Priceless
“Iconic portraits of Bowie…
Gordon Munro reporting from row DD Wembley Arena on the Isolar Tour 6th May 1976.
"
... you will find The Actor and The Faker at the top of his game. You will also, crucially, find the real man
…were unavoidable, he was the master of the lens. I have photographed many celebrities but Bowie is the only star who has attained the status of deity on his all too premature demise.” Gavin Evans
Of all the commodities crowding the marketplace on the 5th anniversary of losing the best art teacher we ever had, the must buy is David Bowie Icon from Icon Images.
It’s expensive. Luckily, mine was delivered by Santa and let’s hope you may be fortunate enough to have someone just as attentive and close to deliver you the same.
Not one, not two but, count them, twenty-five photographers who had shot our man during his long career were asked to choose their best work and, brilliantly, were also asked to give their impressions of our man.
Each gave of their best and this is easily the finest tribute a Bowie fan could want since he left us. Excepting perhaps some sort of miraculous resurrection to remind us he really was (is) immortal.
In his introduction to the book, school pal George Underwood gives us our first insight, revealing his childhood mate’s sense of humour, which he retained to the very end.
Speaking to the audience during a one-man show of his work George finished, “David, You’re a star.” Bowie replied with a wry smile. “Yes, I know.”
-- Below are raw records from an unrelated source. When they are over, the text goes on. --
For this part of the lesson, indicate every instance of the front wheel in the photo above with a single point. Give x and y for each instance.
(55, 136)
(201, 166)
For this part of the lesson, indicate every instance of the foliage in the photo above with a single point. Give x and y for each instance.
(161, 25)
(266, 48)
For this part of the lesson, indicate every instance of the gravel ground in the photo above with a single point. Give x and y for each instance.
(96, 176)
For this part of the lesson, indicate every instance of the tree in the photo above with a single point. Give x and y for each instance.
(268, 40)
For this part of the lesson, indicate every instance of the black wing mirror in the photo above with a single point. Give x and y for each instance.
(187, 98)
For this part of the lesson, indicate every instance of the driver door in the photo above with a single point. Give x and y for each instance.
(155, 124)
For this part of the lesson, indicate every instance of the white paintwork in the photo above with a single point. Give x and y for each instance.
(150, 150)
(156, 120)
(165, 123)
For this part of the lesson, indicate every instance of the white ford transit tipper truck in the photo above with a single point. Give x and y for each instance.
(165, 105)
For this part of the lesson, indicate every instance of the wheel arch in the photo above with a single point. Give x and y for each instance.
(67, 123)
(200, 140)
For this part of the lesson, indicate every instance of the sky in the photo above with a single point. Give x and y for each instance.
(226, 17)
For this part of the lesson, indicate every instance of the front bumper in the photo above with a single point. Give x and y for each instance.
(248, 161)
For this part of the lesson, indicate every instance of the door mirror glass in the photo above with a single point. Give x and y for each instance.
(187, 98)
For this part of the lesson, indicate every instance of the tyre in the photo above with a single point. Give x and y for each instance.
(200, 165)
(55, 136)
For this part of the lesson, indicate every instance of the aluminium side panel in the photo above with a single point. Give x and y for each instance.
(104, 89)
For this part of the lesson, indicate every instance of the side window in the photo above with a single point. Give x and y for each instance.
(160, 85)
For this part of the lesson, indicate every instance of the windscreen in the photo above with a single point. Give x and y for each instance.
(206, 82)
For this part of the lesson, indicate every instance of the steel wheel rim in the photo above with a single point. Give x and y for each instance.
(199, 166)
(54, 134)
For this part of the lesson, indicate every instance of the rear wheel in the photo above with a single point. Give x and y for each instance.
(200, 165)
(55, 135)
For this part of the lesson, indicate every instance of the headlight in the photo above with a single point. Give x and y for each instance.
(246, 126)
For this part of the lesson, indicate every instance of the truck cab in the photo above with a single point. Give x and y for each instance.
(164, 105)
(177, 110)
Badinage but in the same vein as an earlier exchange in the intro in which he which comically remarked on their “physical resemblance being due to the same father.”
Wit and repartee, a leitmotif, as the Shapiro photograph with the Buster Keaton biography testifies.
So Mick Rock connects with him on the Ziggy tour. Chalkie Davies and Kevin Cummins both start their careers by capturing him and their future careers intertwine from that point onwards.
For Chalkie it’s the Hammersmith Odeon and Ziggy Stardust & the Spider from Mars’s folkloric last gig. For Kevin it’s trying to capture Width of a Circle at Manchester Free Trade Hall.
For both, indeed for all of the photographers here, the Bowie sessions are vindication of their chosen profession and, as each testify, a highlight of their career. The quality and the testimony make this book a must.
From Gerald Fearnley showing Bowie’s shift from mime via Clockwork Orange to Kevin Cummins with his tribute shot at Lafayette Avenue in 2016. We are shown more sides, more depth, and more mischievous fun from David at his most chameleon-like. The admission price is more than justified by the work on display between the covers.
“But what was he really like?” I hear you ask.
Steve Schapiro – an activist who was in Washington in 1963, on the Selma Marches of 1965 and present at Martin Luther King Junior’s assassination – later went on to produce the cover art for Bowie’s Berlin era album Low. And here recounts a lovely story that illustrates the depth of the man.
This ability to improvise at will is also repeated in Gavin Evans piece.
You’ll have to buy the book or borrow it from a library - they could do with your support - to find the images and read the thoughts of many legendary photographers, on the man who fell to earth. (Oh, Gordon Munro, you tease you!)
I remember many of the photos from the book appearing in my 1976 programme for the Isolar tour dates at Wembley. Which I’ve long since lost, still, the memories remain.
So all our favourite photos are here from Ziggy right through to nearly, but not quite, the end. (The Jimmy King shots are remarkable).
You will no doubt find your own favourites here but there will be many others that are new to you.
Gavin Evans, who some Leither readers will remember and perhaps know, has his landmark Sshhh session, which has been ripped of many times, included.
He has a wonderful work in here which reveals the man behind the mask, to the extent that the man himself chose it not just for the reception area of his New York office but also for the end of the David Bowie Is book from the V & A exhibition of his work and life.
The guard is down, the man is revealed. Reason enough to buy the book…
All over the pages, you will find The Actor and The Faker at the top of his game. You will also, crucially, find the real man.
Geoff MacCormack’s photos of his school pal Bowie in Soviet Russia were due an exhibition at the Council Museum in Brighton. Covid scuppered that. Related exhibitions were planned too before being pulled.
Souvenirs are available from Brighton - museums need gift shop income just now – and this sumptuous book will see you through Covid then, hopefully, into old age.